The medium-term budget policy statement, released on Wednesday, provided an update on government finances and the state of the economy.

In short: it’s not looking pretty.

A R20 billion backlog in VAT refunds will be paid off in one go – leaving a massive dent in government’s finances. The economy is also looking weaker than government expected.

Here’s how it will affect you:

No tax relief in February’s Budget

The gigantic VAT-shaped hole in the government budget means there won’t be any tax cuts in next year’s national Budget. No big hikes or new taxes are expected – but Treasury says that adjustments to personal income tax brackets, levies and excise duties will be in line with inflation.

More products will be tax-free

You won’t pay VAT on white-bread flour and cake flour, as well as sanitary products from April 2019.

Brace yourself for fuel levy hikes

The Road Accident Fund remains a train wreck. Despite a 30c increase in the RAF levy that took effect this year, the fund’s liabilities are expected to almost double to R393 billion by 2022 from current levels.

“The RAF will require further large increases to the fuel levy in each of the next three years to manage the short-term liability,” Treasury says.

Impact on business owners

While the corporate tax rate won’t be hiked in February, a carbon tax – estimated at R120 per ton of carbon dioxide – will come into effect on June 1, 2019. 

If you are owed a VAT refund, you should get it back pronto.

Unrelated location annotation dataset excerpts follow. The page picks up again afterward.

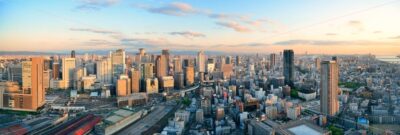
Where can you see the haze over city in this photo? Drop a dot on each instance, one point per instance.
(318, 27)
(199, 67)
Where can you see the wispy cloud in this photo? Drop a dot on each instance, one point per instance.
(377, 32)
(333, 42)
(357, 25)
(100, 42)
(188, 34)
(395, 37)
(235, 26)
(331, 34)
(96, 4)
(239, 23)
(94, 31)
(175, 9)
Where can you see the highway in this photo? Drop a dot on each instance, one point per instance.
(145, 123)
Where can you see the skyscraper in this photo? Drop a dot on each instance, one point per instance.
(73, 54)
(118, 63)
(288, 67)
(201, 60)
(56, 70)
(135, 79)
(147, 70)
(318, 64)
(104, 71)
(162, 66)
(123, 86)
(37, 89)
(177, 64)
(26, 75)
(272, 60)
(33, 95)
(237, 60)
(165, 52)
(189, 75)
(329, 88)
(68, 66)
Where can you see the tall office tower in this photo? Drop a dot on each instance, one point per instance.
(47, 65)
(147, 70)
(228, 60)
(165, 52)
(68, 66)
(37, 89)
(33, 95)
(162, 66)
(272, 60)
(237, 60)
(188, 62)
(46, 79)
(135, 79)
(288, 67)
(123, 86)
(79, 73)
(318, 64)
(26, 74)
(210, 65)
(104, 71)
(118, 63)
(142, 52)
(329, 88)
(14, 72)
(177, 64)
(179, 80)
(151, 85)
(334, 58)
(140, 57)
(189, 75)
(201, 61)
(220, 113)
(56, 70)
(128, 63)
(73, 54)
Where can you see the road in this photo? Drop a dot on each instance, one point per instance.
(145, 123)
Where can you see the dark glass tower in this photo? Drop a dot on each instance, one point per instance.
(73, 54)
(288, 67)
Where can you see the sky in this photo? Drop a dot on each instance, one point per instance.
(243, 26)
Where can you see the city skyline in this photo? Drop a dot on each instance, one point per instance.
(339, 27)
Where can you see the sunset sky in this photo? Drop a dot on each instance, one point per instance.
(263, 26)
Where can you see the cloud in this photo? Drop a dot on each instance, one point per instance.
(309, 42)
(234, 25)
(100, 42)
(395, 37)
(144, 43)
(95, 4)
(333, 42)
(174, 9)
(330, 34)
(357, 25)
(240, 23)
(377, 32)
(94, 31)
(188, 34)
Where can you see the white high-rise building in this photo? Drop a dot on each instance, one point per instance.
(68, 66)
(329, 88)
(118, 63)
(201, 60)
(104, 71)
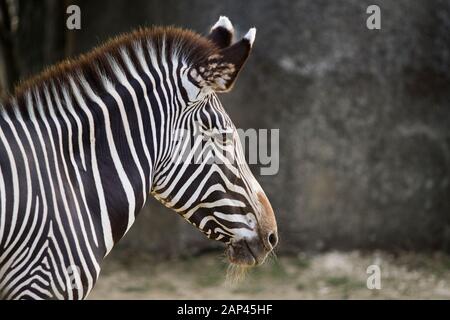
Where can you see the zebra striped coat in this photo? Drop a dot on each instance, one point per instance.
(85, 142)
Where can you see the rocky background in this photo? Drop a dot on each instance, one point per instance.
(364, 115)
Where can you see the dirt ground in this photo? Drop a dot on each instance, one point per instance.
(333, 275)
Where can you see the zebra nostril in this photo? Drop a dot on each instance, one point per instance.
(272, 239)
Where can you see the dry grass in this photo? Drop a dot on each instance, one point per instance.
(332, 275)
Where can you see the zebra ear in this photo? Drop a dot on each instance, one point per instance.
(220, 70)
(222, 32)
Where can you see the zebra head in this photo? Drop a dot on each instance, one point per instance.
(204, 177)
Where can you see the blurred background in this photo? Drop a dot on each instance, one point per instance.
(364, 119)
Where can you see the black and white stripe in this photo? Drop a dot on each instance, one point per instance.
(80, 153)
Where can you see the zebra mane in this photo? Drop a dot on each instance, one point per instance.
(103, 60)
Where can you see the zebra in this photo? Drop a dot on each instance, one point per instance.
(85, 142)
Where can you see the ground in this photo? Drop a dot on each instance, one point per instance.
(333, 275)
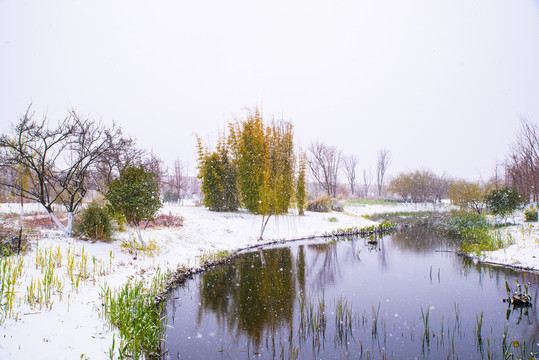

Instead of paying out VAT refunds within 21 working days, as it was supposed to, SARS has been sitting on these refunds. This backlog will now be settled in a once-off payment.

Responding to questions about whether SARS in the past deliberately held back VAT payments to boost its own financial position, acting SARS head Mark Kingon told journalists that it was “open for debate”.

But he committed to clearing the backlog as quickly as possible. 

South Africa is at risk of losing its investment rating

The MTBPS paints a grim picture of government finances: due to the weak economy and large tax shortfall South Africa’s budget deficit will continue to grow next year.

It could even convince credit rating agency Moody’s to downgrade South Africa to junk. Moody's is the only agency that hasn’t yet taken away South Africa’s investment rating. If it downgrades us, South African bonds will lose their place in the most important group of government bonds. The Citigroup’s World Government Bond Index contains only bonds that are investment grade. 

Then, all the massive investment funds that track the index would be forced to sell their South African government bonds. The R167 billion sell-off will lower the value of our bonds, and make it much more expensive for government to borrow money to keep the country afloat. 

And because it will spend so much more on financing its debt, government will probably hike your taxes. Also, the rand will weaken, pushing up fuel costs and other prices. This will increase the likelihood of an interest rate hike.